Foma is a compiler, programming language, and C library for constructing finite-state automata and transducers for various uses. It has specific support for many natural language processing applications such as producing morphological analyzers. Although NLP applications are probably the main use of foma, it is sufficiently generic to use for a large number of purposes. The foma interface is compatible with the Xerox xfst interface, and also contains a number of extensions for grammar compilation. The library contains efficient implementations of all classical automata/transducer algorithms: determinization, minimization, epsilon-removal, composition, boolean operations. Also, more advanced construction methods are available: context restriction, quotients, first-order regular logic, transducers from replacement rules, etc.

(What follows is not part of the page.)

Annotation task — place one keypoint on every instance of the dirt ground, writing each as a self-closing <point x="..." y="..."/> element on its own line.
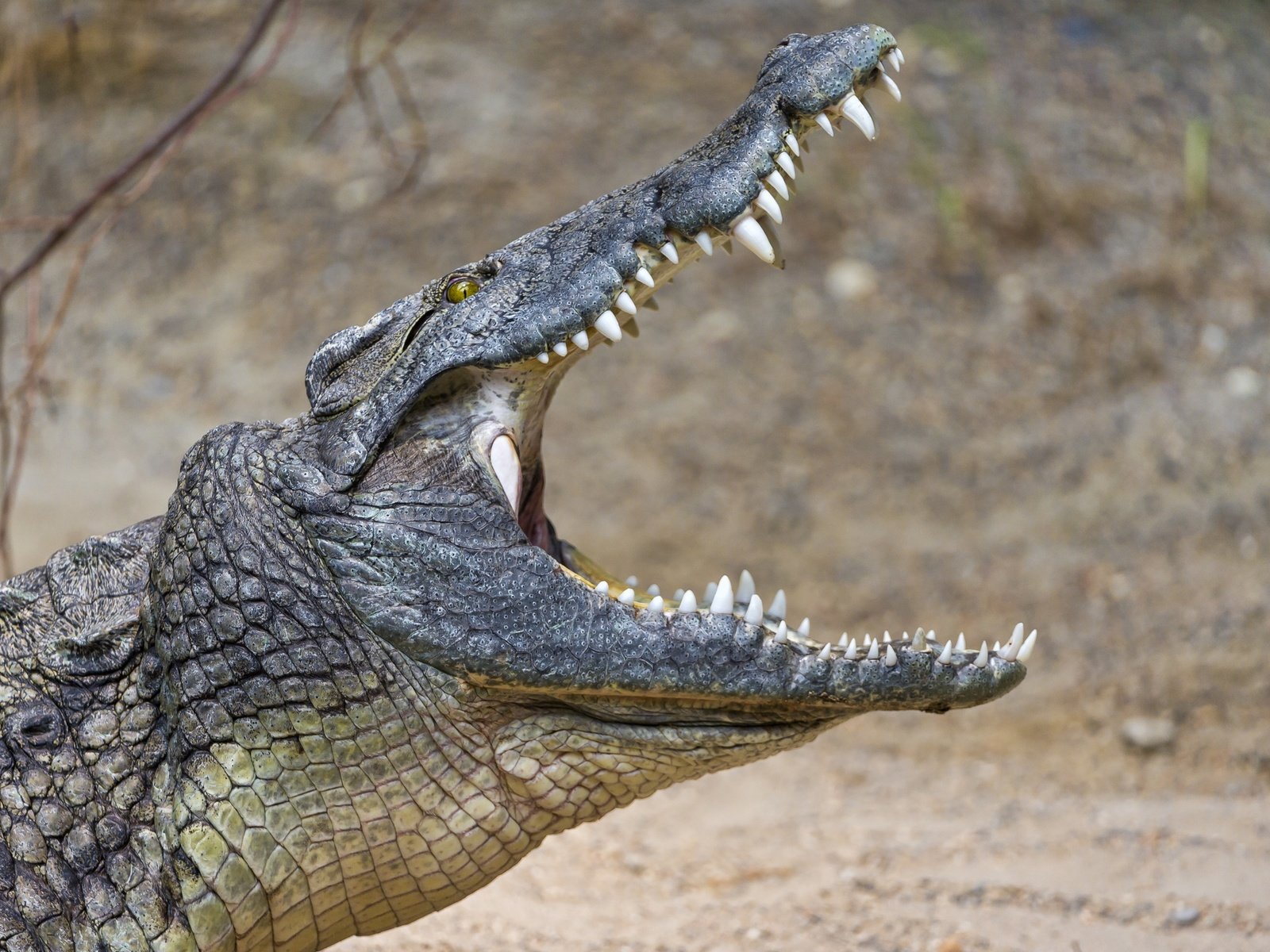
<point x="1018" y="367"/>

Treba is a basic command-line tool for training, decoding, and calculating with Hidden Markov Models (HMMs) and weighted (probabilistic) finite state automata (PFSA). It trains PFSA/HMMs, decodes, calculates sequence probabilities and generates sequences of PFSA. It includes a parallel implementation of HMM/PFSA training with Baum-Welch (optionally with deterministic annealing) for multiple CPUs/cores and a Gibbs sampler for estimating probabilities of PFSA/HMMs. Also supports inference of deterministic PFSA using state-merging algorithms with various knobs to tweak (ALERGIA/MDI).

Geoloc KDE

Text-based geolocation classifier. Used for geolocating tweets based on text features in this paper. Comes with a visualization tool.

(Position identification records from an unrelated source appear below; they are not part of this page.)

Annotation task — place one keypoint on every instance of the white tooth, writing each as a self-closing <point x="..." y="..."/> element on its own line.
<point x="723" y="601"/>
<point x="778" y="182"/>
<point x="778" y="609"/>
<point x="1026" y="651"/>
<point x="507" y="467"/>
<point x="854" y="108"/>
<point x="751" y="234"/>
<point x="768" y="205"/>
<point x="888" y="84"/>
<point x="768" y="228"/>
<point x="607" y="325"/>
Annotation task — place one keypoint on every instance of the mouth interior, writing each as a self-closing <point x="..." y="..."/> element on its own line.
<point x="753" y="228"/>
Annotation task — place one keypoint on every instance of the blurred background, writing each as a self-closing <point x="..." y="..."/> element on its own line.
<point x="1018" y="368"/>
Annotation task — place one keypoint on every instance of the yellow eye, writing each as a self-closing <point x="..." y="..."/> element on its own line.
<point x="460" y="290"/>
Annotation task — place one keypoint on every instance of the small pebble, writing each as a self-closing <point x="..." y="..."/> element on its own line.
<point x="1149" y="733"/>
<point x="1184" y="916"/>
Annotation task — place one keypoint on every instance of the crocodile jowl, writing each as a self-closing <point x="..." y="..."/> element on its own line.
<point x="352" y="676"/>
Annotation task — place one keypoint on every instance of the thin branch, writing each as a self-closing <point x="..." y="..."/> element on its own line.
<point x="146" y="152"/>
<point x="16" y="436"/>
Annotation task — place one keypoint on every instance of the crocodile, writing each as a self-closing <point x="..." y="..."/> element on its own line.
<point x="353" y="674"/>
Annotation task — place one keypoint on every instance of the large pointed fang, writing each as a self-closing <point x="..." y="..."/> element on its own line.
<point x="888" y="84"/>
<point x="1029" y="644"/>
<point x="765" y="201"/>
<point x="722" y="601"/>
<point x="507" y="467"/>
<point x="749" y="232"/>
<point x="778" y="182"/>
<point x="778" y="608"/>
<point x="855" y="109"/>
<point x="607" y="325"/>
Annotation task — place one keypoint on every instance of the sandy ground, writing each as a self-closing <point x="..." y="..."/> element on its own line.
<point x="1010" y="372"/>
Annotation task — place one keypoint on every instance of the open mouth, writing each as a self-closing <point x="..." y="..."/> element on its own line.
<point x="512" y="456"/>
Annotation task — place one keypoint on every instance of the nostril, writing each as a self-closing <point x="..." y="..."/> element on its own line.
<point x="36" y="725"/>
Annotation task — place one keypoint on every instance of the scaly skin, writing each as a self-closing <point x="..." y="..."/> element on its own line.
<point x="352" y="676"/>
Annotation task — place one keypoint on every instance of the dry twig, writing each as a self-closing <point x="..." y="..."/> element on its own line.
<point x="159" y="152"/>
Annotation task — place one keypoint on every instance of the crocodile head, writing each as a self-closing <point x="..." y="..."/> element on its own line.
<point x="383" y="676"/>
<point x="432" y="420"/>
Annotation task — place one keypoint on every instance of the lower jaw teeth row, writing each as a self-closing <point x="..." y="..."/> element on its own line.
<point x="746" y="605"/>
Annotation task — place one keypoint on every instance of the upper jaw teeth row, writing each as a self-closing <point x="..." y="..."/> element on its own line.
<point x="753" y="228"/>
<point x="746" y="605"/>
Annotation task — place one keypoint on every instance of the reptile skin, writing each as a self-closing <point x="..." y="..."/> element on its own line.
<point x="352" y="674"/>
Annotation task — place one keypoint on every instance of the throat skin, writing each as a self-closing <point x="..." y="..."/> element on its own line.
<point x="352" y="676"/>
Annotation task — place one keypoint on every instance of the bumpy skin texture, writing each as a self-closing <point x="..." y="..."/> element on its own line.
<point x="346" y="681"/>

A morphology learning tool that, given inflection tables as input, generalizes the tables into abstract paradigms. It does so by extracting the longest common subsequence (LCS) from each table, and labels the pieces of the LCS as variables. If any tables are identical after the LCS is extracted, they are collapsed into the same paradigm. Information about what the variables were assumed to contain is stored. For details, see this paper, and for an application, see this and this.


Simple speed-optimized multi-class averaged perceptron library for Python. Written in C.

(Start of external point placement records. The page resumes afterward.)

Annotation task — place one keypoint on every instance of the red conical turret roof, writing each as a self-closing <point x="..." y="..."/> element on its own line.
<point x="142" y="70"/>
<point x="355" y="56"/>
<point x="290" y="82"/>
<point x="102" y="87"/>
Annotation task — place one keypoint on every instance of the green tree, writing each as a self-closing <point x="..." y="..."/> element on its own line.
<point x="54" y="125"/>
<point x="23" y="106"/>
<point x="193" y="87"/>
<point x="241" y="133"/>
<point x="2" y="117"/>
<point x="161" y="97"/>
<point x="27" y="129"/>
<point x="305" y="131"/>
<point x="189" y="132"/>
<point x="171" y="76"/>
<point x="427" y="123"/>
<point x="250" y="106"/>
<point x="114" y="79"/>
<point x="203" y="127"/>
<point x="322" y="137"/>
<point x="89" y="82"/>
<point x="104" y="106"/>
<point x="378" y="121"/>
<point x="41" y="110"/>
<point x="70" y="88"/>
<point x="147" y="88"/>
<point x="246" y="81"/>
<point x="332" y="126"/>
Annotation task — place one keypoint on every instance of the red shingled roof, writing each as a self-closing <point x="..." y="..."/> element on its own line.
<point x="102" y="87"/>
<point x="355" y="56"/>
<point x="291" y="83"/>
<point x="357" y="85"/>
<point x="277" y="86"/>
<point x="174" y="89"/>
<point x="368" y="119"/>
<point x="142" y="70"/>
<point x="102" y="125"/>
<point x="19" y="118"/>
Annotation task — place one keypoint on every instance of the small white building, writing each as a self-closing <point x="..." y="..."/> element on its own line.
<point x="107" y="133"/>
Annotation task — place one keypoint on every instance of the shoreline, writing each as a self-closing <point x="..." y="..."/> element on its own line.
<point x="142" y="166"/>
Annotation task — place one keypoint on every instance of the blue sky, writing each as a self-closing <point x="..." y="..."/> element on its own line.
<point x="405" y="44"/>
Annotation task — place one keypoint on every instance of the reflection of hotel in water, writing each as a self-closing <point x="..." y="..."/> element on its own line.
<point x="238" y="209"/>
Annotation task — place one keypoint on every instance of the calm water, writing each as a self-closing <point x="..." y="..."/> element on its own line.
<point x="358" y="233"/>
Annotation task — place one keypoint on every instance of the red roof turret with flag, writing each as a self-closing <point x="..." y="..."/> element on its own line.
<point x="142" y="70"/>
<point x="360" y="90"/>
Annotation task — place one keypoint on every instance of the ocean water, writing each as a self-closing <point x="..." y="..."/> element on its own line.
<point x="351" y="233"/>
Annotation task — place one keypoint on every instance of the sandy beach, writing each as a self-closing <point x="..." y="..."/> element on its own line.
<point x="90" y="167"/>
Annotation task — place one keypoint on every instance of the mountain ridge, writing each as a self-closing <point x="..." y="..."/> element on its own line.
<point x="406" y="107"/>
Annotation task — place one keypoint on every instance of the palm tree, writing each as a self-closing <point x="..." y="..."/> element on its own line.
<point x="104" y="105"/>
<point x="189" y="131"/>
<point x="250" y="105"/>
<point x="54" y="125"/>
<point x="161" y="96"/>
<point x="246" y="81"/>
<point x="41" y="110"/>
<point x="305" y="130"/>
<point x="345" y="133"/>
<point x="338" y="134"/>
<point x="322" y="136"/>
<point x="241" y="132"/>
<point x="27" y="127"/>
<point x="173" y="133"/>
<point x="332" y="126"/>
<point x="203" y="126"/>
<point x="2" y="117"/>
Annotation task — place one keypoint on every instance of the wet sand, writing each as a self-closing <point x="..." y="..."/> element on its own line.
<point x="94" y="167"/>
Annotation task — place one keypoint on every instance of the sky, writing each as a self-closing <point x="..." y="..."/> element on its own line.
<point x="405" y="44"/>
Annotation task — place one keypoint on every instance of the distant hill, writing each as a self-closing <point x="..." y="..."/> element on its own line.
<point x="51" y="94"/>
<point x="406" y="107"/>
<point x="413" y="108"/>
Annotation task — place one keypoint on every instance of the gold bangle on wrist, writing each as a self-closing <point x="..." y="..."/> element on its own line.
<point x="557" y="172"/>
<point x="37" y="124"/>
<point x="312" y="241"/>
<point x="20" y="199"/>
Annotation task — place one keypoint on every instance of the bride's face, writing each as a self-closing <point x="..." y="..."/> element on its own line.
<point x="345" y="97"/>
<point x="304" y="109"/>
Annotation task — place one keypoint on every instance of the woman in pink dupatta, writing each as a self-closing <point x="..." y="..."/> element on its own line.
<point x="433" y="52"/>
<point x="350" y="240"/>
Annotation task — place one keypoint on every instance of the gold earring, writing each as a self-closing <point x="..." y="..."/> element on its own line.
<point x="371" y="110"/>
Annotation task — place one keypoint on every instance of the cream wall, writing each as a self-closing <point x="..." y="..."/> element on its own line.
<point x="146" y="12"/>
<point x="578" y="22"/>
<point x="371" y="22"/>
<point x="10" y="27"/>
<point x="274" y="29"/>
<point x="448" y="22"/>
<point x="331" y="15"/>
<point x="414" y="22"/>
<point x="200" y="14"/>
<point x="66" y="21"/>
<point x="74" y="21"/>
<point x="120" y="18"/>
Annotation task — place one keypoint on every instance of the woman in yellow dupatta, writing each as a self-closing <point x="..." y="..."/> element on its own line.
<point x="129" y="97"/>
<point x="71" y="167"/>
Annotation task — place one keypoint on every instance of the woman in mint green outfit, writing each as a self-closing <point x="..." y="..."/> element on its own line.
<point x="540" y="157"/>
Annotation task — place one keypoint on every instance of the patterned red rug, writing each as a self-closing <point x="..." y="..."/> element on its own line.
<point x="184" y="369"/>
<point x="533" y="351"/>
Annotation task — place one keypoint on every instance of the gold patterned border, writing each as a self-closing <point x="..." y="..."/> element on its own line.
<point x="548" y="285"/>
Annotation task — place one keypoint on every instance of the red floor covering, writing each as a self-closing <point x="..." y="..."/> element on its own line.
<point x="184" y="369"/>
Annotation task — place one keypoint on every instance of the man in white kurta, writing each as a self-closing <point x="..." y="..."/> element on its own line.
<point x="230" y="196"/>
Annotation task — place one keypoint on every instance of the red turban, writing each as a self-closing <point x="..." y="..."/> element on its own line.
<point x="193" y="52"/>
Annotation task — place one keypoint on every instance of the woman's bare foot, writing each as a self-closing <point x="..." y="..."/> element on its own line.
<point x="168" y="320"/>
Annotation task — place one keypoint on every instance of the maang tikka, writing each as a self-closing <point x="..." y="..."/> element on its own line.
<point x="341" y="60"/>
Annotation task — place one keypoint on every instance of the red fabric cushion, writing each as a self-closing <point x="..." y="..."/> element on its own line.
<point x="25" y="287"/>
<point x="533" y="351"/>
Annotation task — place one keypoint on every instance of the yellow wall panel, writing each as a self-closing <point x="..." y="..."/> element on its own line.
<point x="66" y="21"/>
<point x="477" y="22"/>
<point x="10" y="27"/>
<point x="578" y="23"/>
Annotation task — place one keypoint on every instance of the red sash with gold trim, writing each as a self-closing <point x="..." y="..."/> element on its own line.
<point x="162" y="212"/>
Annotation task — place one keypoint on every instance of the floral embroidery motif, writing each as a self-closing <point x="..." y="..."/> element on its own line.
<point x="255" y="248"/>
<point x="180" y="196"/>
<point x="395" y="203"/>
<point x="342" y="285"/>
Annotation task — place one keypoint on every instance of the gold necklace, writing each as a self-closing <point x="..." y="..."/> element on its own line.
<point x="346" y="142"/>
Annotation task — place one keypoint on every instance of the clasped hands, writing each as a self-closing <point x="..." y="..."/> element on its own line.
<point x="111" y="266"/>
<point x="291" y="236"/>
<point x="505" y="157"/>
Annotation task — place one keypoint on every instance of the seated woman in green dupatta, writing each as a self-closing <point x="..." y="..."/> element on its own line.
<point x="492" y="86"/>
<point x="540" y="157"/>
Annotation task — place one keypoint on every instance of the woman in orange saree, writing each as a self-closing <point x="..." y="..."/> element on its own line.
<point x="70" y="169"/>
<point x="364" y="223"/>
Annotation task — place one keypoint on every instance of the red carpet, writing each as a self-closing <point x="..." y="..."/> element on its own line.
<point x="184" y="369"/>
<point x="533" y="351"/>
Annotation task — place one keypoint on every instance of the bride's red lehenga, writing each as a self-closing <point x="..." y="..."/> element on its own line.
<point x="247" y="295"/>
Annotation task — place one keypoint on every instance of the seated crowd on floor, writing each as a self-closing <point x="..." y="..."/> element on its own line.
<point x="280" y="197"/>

Convert 2-way automata (2NFA/2DFA) into the equivalent 1-way automata. The paper that describes the algorithm is available here.

Palindrome generator

Palindrome generator written in Perl that takes advantage of language models to generate random palindromic sentences in the language of your choice. Plug in your model and one-up Peter Norvig! Category: silly-but-may-contain-a-germ-of-insight.

Online Young and Morgan

A searchable interface to the monumental "Young & Morgan", i.e. The Navajo Language: A Grammar and Colloquial Dictionary, by Robert W. Young and William Morgan; also known as YM87. Allows complex regular expression queries and contains some 15,000 entries in the Navajo section, and over 8,000 in the English-Navajo section. Apart from dictionary and grammatical information, the translated examples and definitions in YM87 provide a searchable 700,000 word corpus of the language.